Treatment of Akathisia

Managing akathisia requires a personalized and evidence-based approach. Treatment strategies focus on addressing the underlying cause, alleviating symptoms, and minimizing patient distress.

Strategy Description Typical Use/Preference Source(s)
Dose reduction Lowering or discontinuing offending drug First-line where feasible 13 15
Switch medication Change to drug with lower akathisia risk If dose reduction fails 9 13 15
Beta-blockers Propranolol most studied First-line adjunctive 3 9 13 15 16
Benzodiazepines E.g., lorazepam Second-line, add-on 9 13 15 16
Anticholinergics E.g., benztropine Used in some cases 9 13 15 16
Other agents Clonidine, amantadine, vitamin B6, etc. Refractory cases 9 13 15 16
Non-pharmacologic Supportive therapy, monitoring Always, alongside meds 5 13 15
Table 4: Treatment Approaches

First Steps: Address the Cause

The cornerstone of akathisia management is to adjust the causative medication:

  • Lower the dose of the offending agent if possible 13 15.
  • Discontinue or switch to an alternative medication with a lower risk of akathisia, especially if symptoms are severe or persistent 9 13 15.
  • Avoid polypharmacy with multiple akathisia-inducing drugs 15.

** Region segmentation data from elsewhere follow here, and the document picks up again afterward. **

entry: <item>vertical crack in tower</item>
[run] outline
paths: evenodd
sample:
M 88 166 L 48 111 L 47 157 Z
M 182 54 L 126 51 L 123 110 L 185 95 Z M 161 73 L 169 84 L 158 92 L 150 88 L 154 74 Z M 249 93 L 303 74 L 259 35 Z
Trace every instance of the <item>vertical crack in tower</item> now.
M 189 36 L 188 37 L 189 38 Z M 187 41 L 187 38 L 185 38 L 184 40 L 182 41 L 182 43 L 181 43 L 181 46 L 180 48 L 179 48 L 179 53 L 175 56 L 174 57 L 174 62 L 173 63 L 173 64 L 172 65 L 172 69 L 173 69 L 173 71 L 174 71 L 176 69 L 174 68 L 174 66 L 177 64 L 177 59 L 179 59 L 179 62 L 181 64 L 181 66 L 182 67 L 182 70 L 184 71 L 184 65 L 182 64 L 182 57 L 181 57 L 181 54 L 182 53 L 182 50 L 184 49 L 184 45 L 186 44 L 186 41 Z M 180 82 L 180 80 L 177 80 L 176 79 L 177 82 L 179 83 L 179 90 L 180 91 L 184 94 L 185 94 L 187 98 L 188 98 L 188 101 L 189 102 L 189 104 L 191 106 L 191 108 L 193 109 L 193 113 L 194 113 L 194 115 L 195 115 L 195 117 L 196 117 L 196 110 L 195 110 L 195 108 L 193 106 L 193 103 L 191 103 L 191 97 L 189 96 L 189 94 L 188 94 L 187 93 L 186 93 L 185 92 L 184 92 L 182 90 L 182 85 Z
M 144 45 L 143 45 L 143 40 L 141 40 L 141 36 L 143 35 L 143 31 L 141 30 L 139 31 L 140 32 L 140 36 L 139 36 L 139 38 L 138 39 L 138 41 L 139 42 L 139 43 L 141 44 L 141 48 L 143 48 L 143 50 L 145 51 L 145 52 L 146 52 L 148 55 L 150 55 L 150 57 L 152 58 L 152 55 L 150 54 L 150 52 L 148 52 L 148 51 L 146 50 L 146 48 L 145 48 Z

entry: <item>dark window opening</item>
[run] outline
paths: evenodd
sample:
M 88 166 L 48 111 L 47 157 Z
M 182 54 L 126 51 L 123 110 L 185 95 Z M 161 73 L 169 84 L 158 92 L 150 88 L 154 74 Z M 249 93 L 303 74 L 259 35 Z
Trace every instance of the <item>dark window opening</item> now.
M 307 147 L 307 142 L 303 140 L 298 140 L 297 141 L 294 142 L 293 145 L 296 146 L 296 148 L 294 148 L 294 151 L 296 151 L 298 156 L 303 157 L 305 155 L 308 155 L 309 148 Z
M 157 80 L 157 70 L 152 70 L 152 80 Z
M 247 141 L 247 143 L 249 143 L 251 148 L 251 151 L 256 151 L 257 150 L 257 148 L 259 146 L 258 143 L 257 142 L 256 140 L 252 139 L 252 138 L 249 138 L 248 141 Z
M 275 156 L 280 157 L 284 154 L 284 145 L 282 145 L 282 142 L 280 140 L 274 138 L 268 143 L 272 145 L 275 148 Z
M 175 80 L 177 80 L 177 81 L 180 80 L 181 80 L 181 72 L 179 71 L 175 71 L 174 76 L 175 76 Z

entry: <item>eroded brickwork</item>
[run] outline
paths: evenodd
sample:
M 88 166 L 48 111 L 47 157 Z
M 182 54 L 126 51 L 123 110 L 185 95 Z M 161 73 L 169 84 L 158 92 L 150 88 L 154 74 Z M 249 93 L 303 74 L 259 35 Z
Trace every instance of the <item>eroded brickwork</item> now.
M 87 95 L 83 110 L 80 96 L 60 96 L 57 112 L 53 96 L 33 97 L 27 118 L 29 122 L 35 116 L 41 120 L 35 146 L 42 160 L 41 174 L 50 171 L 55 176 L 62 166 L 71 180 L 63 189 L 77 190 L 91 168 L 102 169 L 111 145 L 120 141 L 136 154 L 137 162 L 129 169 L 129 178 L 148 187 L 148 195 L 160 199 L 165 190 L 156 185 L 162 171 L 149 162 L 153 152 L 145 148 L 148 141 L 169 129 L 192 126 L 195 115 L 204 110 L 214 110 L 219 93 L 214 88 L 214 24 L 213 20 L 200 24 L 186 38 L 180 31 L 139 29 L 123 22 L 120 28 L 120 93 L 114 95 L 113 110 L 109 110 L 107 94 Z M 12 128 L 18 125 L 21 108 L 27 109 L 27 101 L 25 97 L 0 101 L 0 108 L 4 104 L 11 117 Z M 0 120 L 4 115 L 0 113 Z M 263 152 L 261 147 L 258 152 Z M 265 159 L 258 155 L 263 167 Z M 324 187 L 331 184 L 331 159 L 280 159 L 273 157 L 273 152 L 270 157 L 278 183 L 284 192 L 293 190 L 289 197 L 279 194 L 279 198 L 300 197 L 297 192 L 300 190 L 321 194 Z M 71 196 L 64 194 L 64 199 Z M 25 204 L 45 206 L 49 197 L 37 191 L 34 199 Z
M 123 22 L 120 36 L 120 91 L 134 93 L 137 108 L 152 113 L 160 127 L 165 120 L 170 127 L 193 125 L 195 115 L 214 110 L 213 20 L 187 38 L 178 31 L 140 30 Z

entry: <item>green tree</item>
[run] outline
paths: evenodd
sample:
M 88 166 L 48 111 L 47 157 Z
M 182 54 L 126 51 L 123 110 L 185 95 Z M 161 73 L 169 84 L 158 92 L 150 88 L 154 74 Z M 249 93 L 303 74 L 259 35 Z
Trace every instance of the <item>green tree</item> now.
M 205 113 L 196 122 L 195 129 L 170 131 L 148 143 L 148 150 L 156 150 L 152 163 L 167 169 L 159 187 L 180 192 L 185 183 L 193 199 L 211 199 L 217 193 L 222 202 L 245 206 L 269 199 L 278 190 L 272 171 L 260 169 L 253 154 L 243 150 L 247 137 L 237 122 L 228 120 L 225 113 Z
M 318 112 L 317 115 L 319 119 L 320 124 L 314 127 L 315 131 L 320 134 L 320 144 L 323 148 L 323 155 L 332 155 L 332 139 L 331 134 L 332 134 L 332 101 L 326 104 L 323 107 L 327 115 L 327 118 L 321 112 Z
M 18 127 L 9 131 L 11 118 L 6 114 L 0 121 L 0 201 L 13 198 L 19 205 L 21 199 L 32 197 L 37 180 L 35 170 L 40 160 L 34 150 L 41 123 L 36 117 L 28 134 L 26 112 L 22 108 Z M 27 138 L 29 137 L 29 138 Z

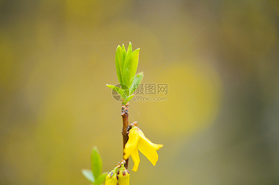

Pharmacological Treatments

Beta-Blockers:
Propranolol and other lipophilic beta-blockers are consistently effective and are considered first-line adjunctive treatments for acute akathisia 3 9 13 15 16. They are particularly useful in cases where dose reduction is not feasible.

Benzodiazepines:
Agents such as lorazepam can provide relief from both subjective and motor symptoms and are often used as second-line or add-on therapy, especially if the patient experiences significant distress 9 13 15 16.

Anticholinergics:
Medications like benztropine may help, particularly if parkinsonism is also present, though their efficacy for akathisia per se is mixed 9 13 15 16.

Other Agents:
For treatment-resistant cases, options include clonidine, amantadine, vitamin B6, piracetam, and occasionally dopamine depleters or antidepressants like amitriptyline 9 13 15 16. However, the evidence supporting these options is more limited, and they are usually reserved for refractory cases.

Non-Pharmacologic Interventions

  • Patient education is vital: patients should be informed about the risk and symptoms of akathisia to encourage early reporting.
  • Regular monitoring with validated scales (such as BARS) helps detect and track symptoms 5 12 15.
  • Supportive care and psychological support can help mitigate the distress associated with akathisia 13 15.

Personalized Approach

Treatment should be tailored to each individual, considering factors such as the type and severity of akathisia, the patient’s medication history, and any co-existing medical conditions 13 15. Clinicians should also be mindful of the side effect profiles and contraindications of add-on treatments.

Conclusion

Akathisia is a multifaceted and often underrecognized movement disorder with significant implications for patient comfort, adherence, and overall treatment success. Early recognition and intervention are crucial for minimizing distress and improving quality of life.

Key Takeaways:

  • Akathisia manifests as both subjective restlessness and observable motor activity, often accompanied by emotional distress.
  • It is commonly induced by antipsychotic and, less frequently, antidepressant medications, but other drugs can also be culprits.
  • Several distinct types of akathisia exist, including acute, chronic, tardive, withdrawal, and pseudo-akathisia.
  • Risk factors include medication type and dose, polypharmacy, rapid titration, and patient-specific factors such as age, sex, and iron status.
  • Treatment focuses first on adjusting the offending medication, then on symptomatic relief with agents such as beta-blockers and benzodiazepines; other options exist for refractory cases.
  • A personalized, patient-centered approach, regular monitoring, and patient education are vital for optimal management and prevention of akathisia.

Awareness and understanding of akathisia among clinicians, patients, and caregivers can help detect this distressing condition early and ensure timely, effective intervention.